VI. Physical Geometry

Fock–Ivanenko Coderivative

   Geometric objects may lose their covariant character under point-dependent Lorentz transformations, in particular, spacetime derivatives of covariant objects. The general procedure to restore proper tensor behavior, is to introduce linear connections. These entities belong to the subgroup ${\text{S}}{{\text{O}}^ + }(1,3)$ and are called Lorentz connections or spin connections.

   Lorentz connections may be characterized as 1-forms acting in the Lorentz algebra:

6.7

\[{{\mathbf{\omega }}_\mu }(x) : = \frac{1}{2}{\Sigma _{\mu ab}}(x){J^{ab}}\]

The anti-symmetric quantities ${J^{ab}} = - {J^{ba}}$ are the generators of the appropriate representation (6.6) of the Lorentz subgroup ${\text{S}}{{\text{O}}^ + }(1,3)$. The coefficients ${\Sigma _{\mu ab}}\,$, anti-symmetric in the Latin indices, are the spin connection coefficients defined in (4.2). These fields transform inhomogenously according to (4.9). In the present context, they may be looked upon as gauge fields with one spacetime index and two group indices.

   The Lorentz connections (6.7) permit the introduction of the Fock–Ivanenko (FI) coderivative operator, first proposed by Vladimir Fock and Dmitri Ivanenko in 1929:

6.8

\[{\mathcal{D}_\mu } := {\partial _\mu } + {{\mathbf{\omega }}_\mu } = {\partial _\mu } + \frac{1}{2}{\Sigma _{\mu ab}} {J^{ab}}\]

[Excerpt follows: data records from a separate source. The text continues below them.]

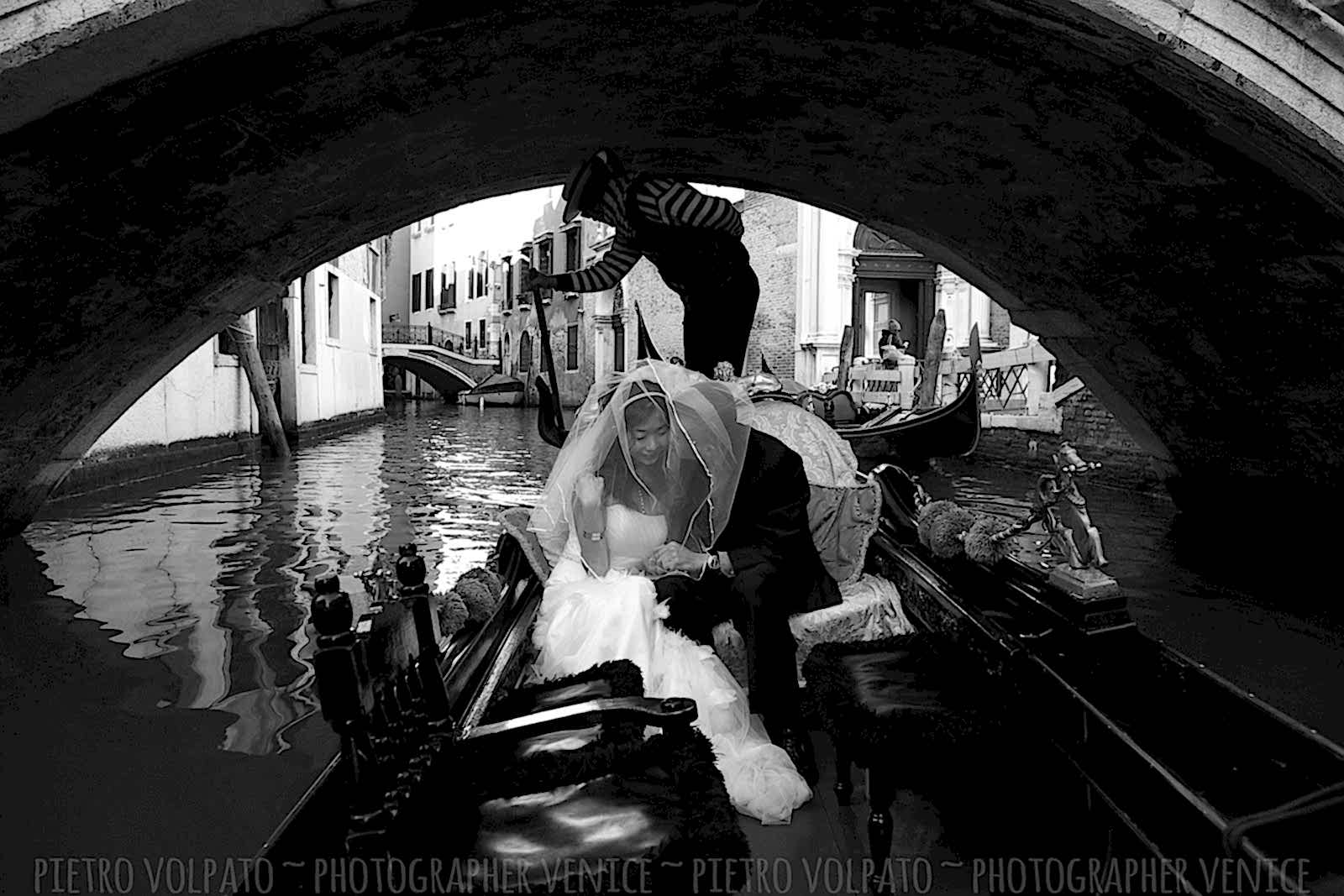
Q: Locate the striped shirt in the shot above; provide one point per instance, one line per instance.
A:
(665, 202)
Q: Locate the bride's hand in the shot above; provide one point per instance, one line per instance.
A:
(589, 490)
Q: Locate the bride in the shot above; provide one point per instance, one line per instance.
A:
(651, 461)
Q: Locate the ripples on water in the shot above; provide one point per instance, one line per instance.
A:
(206, 573)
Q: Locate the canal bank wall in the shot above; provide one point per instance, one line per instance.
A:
(138, 463)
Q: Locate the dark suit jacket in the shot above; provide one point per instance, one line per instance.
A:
(769, 526)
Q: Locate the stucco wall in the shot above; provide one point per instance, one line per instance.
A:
(203, 396)
(346, 375)
(772, 241)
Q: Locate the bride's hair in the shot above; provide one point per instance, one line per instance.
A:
(706, 452)
(622, 484)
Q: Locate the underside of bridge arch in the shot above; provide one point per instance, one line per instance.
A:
(445, 380)
(1173, 241)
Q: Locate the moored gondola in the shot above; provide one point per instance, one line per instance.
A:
(1207, 777)
(911, 438)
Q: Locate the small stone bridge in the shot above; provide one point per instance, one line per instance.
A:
(416, 349)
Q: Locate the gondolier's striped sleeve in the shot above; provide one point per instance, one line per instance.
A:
(605, 273)
(679, 204)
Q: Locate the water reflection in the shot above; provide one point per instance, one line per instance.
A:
(207, 574)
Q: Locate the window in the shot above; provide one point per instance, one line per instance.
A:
(333, 307)
(571, 249)
(375, 270)
(307, 322)
(543, 254)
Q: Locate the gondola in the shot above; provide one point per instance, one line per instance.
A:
(911, 439)
(1142, 754)
(497, 389)
(1203, 774)
(1175, 766)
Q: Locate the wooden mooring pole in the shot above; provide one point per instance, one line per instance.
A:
(250, 359)
(929, 385)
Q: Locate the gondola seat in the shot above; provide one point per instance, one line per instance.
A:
(844, 511)
(885, 703)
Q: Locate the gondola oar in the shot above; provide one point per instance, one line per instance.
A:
(645, 344)
(550, 417)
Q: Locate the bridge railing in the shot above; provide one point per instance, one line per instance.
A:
(437, 336)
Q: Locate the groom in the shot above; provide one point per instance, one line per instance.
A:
(763, 569)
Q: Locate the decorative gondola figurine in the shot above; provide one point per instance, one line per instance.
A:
(1065, 510)
(1075, 540)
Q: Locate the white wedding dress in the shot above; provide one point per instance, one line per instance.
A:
(586, 620)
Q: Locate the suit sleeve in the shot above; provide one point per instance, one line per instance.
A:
(783, 519)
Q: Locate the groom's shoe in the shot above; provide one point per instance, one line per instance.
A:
(796, 741)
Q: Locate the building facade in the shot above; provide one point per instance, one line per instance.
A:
(820, 273)
(320, 347)
(586, 329)
(452, 289)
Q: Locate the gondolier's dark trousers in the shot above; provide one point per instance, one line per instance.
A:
(752, 602)
(718, 320)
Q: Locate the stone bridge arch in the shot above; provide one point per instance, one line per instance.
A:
(1156, 194)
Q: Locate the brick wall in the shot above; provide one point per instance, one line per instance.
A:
(772, 241)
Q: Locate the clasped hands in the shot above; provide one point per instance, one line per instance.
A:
(675, 558)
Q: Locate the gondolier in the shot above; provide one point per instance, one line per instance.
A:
(696, 242)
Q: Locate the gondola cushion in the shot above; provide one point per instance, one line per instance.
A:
(869, 609)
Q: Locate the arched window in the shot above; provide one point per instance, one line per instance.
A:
(524, 352)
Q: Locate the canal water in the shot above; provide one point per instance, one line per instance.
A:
(156, 667)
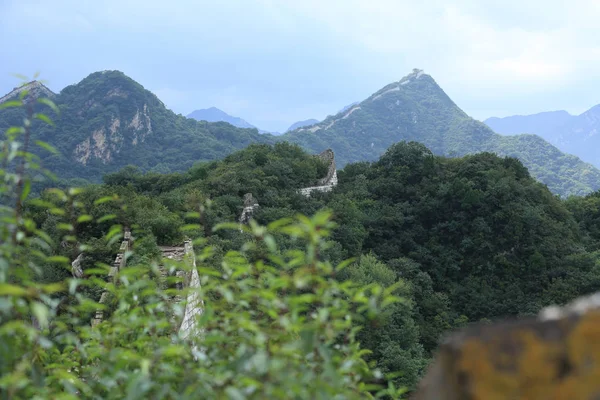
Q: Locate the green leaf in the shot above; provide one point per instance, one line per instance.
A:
(105, 199)
(15, 130)
(26, 189)
(58, 259)
(40, 312)
(7, 289)
(84, 218)
(105, 218)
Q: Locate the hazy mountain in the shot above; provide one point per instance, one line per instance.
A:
(541, 124)
(108, 121)
(574, 134)
(417, 109)
(348, 106)
(213, 114)
(301, 124)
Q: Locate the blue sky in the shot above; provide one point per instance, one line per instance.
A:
(276, 62)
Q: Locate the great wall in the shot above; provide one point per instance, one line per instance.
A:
(555, 355)
(188, 276)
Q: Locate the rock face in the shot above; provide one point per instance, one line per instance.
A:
(326, 183)
(554, 356)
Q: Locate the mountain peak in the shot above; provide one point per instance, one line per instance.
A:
(34, 88)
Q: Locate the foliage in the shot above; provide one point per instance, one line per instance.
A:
(108, 121)
(417, 109)
(276, 323)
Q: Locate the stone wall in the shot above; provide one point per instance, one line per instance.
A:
(118, 264)
(194, 306)
(328, 182)
(553, 356)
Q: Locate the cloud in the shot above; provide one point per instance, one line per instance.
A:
(290, 59)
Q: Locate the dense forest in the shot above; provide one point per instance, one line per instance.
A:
(417, 109)
(464, 239)
(108, 121)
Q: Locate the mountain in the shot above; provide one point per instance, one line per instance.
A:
(348, 106)
(108, 121)
(417, 109)
(541, 124)
(35, 88)
(301, 124)
(574, 134)
(213, 114)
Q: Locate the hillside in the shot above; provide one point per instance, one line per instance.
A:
(417, 109)
(574, 134)
(213, 114)
(301, 124)
(108, 121)
(467, 238)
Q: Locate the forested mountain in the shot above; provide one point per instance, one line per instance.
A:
(301, 124)
(108, 121)
(466, 239)
(416, 108)
(573, 134)
(213, 114)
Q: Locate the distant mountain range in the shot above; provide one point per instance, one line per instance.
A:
(301, 124)
(575, 134)
(213, 114)
(417, 109)
(108, 121)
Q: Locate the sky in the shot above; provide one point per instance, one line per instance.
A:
(276, 62)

The importance of the FI coderivative is that it can be defined for all tensorial and spinorial fields. This may be illustrated by the following three examples:

6.9

  1. ${J^{ab}} = {M^{ab}}: \qquad \qquad \quad   {\mathcal{D}_\mu } = {D_\mu } = {\partial _\mu } + {\Sigma {_\mu }{^b}}{_a}$

    With the generator (6.5), the Lorentz connection (6.7) reduces to the spin connection (4.2) as defined in the tensorial formalism of GRT.

  2. ${J^{ab}} = {{\mathbf{e}}^a} \wedge {{\mathbf{e}}^b}: \qquad \qquad {\mathcal{D}_\mu } = {D_\mu } = {\partial _\mu } + {{\mathbf{\omega }}_\mu }$

    The Lorentz connection (6.7) is then identical to the GA bivector (4.4).

  3. ${J^{ab}} = \frac{1}{2}{\gamma ^a} \wedge {\gamma ^b}: \qquad \quad {\mathcal{D}_\mu } = {\partial _\mu } + \frac{1}{4}{\Sigma _{\mu ab}}{\gamma ^a} \wedge {\gamma ^b}$

    The $\gamma$'s are 4x4 Dirac matrices. This form of the Lorentz connection is relevant to the Dirac equation and -theory in curved spacetime.